Criminal.Cases: For each additional unit of “Criminal.Cases,” “Liabilities” goes down by about 275,000.
Total.Assets:Criminal.Cases: This shows how the effect of “Total.Assets” on “Liabilities” is different when “Criminal.Cases” is involved. For each additional unit of “Total.Assets,” “Liabilities” goes up by about 0.01234 more if “Criminal.Cases” are involved.
F-statistic: In our case, the F-statistic is 1012, and the p-value is really small (less than 0.001), so our formula is very useful.
model <- lm(Liabilities ~ Total.Assets*Criminal.Cases*Age, data = data)
summary(model)
##
## Call:
## lm(formula = Liabilities ~ Total.Assets * Criminal.Cases * Age,
## data = data)
##
## Residuals:
## Min 1Q Median 3Q Max
## -979335132 -2281502 -1703938 -1302600 1173088843
##
## Coefficients:
## Estimate Std. Error t value Pr(>|t|)
## (Intercept) 5.532e+05 1.815e+06 0.305 0.760
## Total.Assets 8.926e-03 1.241e-02 0.719 0.472
## Criminal.Cases 1.531e+05 7.312e+05 0.209 0.834
## Age 2.692e+04 3.753e+04 0.717 0.473
## Total.Assets:Criminal.Cases 7.233e-02 7.452e-03 9.706 < 2e-16 ***
## Total.Assets:Age 1.259e-03 2.130e-04 5.908 3.62e-09 ***
## Criminal.Cases:Age -1.291e+04 1.592e+04 -0.811 0.417
## Total.Assets:Criminal.Cases:Age -1.071e-03 1.338e-04 -8.004 1.37e-15 ***
## ---
## Signif. codes: 0 '***' 0.001 '**' 0.01 '*' 0.05 '.' 0.1 ' ' 1
##
## Residual standard error: 39190000 on 7900 degrees of freedom
## (60 observations deleted due to missingness)
## Multiple R-squared: 0.2852, Adjusted R-squared: 0.2845
## F-statistic: 450.2 on 7 and 7900 DF, p-value: < 2.2e-16
We add Age as our new interaction term along with Criminal cases.
Based on the results,
Intercept: This represents the estimated “Liabilities” when “Total.Assets” and “Gender” are both at their reference levels. In this case, it’s about -3,860,000.
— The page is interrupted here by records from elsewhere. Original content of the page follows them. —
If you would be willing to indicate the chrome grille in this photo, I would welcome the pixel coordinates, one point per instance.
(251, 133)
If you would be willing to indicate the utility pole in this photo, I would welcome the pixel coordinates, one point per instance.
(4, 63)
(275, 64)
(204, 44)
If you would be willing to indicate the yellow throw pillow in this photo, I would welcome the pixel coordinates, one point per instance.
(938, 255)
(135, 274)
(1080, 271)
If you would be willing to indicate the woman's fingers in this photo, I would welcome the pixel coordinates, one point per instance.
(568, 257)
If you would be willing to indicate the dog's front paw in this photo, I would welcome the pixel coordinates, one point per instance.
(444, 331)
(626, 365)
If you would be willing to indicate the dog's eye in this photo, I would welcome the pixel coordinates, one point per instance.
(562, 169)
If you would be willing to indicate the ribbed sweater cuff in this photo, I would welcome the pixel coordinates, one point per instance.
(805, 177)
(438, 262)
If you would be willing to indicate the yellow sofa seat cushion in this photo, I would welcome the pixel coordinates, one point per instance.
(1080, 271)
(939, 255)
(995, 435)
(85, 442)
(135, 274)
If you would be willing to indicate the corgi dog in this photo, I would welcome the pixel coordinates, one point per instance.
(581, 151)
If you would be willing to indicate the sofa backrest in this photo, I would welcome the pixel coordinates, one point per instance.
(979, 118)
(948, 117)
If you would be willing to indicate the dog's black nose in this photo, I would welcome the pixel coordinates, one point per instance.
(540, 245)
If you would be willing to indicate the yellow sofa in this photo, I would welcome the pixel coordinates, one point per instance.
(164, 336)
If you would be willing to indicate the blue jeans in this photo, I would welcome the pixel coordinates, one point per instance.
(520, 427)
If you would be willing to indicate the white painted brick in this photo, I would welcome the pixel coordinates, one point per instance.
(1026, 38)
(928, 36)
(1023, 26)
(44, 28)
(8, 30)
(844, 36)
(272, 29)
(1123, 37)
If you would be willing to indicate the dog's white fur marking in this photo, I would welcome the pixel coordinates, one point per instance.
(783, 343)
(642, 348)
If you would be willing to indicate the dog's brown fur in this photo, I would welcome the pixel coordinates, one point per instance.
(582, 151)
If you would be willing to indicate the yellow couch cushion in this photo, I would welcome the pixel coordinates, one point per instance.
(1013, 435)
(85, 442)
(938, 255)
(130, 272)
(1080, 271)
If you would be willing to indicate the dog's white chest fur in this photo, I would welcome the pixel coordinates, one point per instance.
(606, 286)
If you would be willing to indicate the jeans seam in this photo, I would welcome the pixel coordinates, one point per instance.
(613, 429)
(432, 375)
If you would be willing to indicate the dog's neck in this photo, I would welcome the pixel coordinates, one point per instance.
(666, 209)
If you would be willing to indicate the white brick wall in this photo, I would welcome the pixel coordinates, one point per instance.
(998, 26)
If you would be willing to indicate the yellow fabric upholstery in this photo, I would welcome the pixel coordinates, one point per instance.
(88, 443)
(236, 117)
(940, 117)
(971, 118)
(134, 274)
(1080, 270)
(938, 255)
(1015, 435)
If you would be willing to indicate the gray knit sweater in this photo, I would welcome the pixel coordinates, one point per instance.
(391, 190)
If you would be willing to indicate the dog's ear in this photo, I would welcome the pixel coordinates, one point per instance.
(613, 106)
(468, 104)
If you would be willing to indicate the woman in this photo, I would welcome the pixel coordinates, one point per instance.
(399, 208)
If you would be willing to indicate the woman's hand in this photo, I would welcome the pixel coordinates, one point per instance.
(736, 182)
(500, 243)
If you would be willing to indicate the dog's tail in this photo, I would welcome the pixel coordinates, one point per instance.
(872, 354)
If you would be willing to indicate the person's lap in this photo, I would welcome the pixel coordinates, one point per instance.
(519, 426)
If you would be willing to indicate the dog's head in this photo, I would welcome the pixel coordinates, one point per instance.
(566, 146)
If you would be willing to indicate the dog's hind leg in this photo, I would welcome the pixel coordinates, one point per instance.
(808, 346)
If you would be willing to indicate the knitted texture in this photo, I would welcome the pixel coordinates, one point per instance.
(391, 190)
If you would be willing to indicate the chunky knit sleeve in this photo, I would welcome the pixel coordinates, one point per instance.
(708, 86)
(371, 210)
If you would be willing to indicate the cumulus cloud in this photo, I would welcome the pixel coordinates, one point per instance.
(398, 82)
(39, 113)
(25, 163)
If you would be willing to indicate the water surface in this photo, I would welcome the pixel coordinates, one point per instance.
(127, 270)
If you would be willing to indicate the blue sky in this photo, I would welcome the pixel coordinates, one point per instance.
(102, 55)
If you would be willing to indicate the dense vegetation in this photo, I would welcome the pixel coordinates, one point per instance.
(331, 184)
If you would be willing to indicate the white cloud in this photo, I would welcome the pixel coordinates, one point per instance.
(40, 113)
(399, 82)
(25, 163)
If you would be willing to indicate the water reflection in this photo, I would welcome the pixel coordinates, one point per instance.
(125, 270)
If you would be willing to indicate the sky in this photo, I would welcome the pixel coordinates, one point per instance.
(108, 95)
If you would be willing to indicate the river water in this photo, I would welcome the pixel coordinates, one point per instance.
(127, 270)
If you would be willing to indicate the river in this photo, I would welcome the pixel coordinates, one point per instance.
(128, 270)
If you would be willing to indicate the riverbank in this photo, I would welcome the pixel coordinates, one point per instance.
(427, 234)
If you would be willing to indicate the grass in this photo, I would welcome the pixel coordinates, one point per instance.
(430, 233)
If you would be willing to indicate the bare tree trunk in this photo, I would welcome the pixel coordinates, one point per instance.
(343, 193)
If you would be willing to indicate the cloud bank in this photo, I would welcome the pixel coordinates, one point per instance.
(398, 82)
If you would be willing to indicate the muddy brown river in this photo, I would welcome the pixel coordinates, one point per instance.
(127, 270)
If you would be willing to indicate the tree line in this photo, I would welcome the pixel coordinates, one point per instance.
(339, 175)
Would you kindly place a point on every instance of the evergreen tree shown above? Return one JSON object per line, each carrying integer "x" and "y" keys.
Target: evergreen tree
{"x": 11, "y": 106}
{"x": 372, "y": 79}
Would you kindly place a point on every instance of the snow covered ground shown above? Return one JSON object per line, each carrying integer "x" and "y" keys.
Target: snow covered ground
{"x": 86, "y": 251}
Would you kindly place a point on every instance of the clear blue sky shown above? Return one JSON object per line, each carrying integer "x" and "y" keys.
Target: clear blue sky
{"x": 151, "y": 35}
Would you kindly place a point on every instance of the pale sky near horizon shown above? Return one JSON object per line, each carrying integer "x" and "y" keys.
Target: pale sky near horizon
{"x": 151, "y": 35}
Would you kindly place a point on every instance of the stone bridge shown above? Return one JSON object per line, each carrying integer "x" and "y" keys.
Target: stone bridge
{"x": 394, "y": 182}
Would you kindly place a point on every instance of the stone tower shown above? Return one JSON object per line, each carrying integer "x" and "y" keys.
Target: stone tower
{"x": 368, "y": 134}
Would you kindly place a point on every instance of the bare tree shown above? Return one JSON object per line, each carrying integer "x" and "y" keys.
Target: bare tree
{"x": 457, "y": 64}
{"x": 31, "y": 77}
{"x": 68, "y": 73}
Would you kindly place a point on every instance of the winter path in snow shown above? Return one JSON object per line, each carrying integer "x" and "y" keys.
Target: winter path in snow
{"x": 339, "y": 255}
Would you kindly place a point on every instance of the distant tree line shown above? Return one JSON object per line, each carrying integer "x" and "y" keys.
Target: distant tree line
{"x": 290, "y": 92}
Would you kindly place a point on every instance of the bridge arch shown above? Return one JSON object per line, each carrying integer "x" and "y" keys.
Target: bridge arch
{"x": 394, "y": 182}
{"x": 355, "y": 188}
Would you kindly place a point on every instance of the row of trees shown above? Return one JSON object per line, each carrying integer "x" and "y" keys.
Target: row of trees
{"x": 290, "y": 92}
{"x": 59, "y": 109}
Total.Assets: For each additional unit of “Total.Assets,” “Liabilities” goes up by about 0.2463.
GenderM: If the gender is male (M), “Liabilities” tends to be higher by about 5,759,000 compared to the reference gender.
Total.Assets:GenderM: This shows how the effect of “Total.Assets” on “Liabilities” is different for males (GenderM). For each additional unit of “Total.Assets,” “Liabilities” tends to decrease by about 0.1621 for males.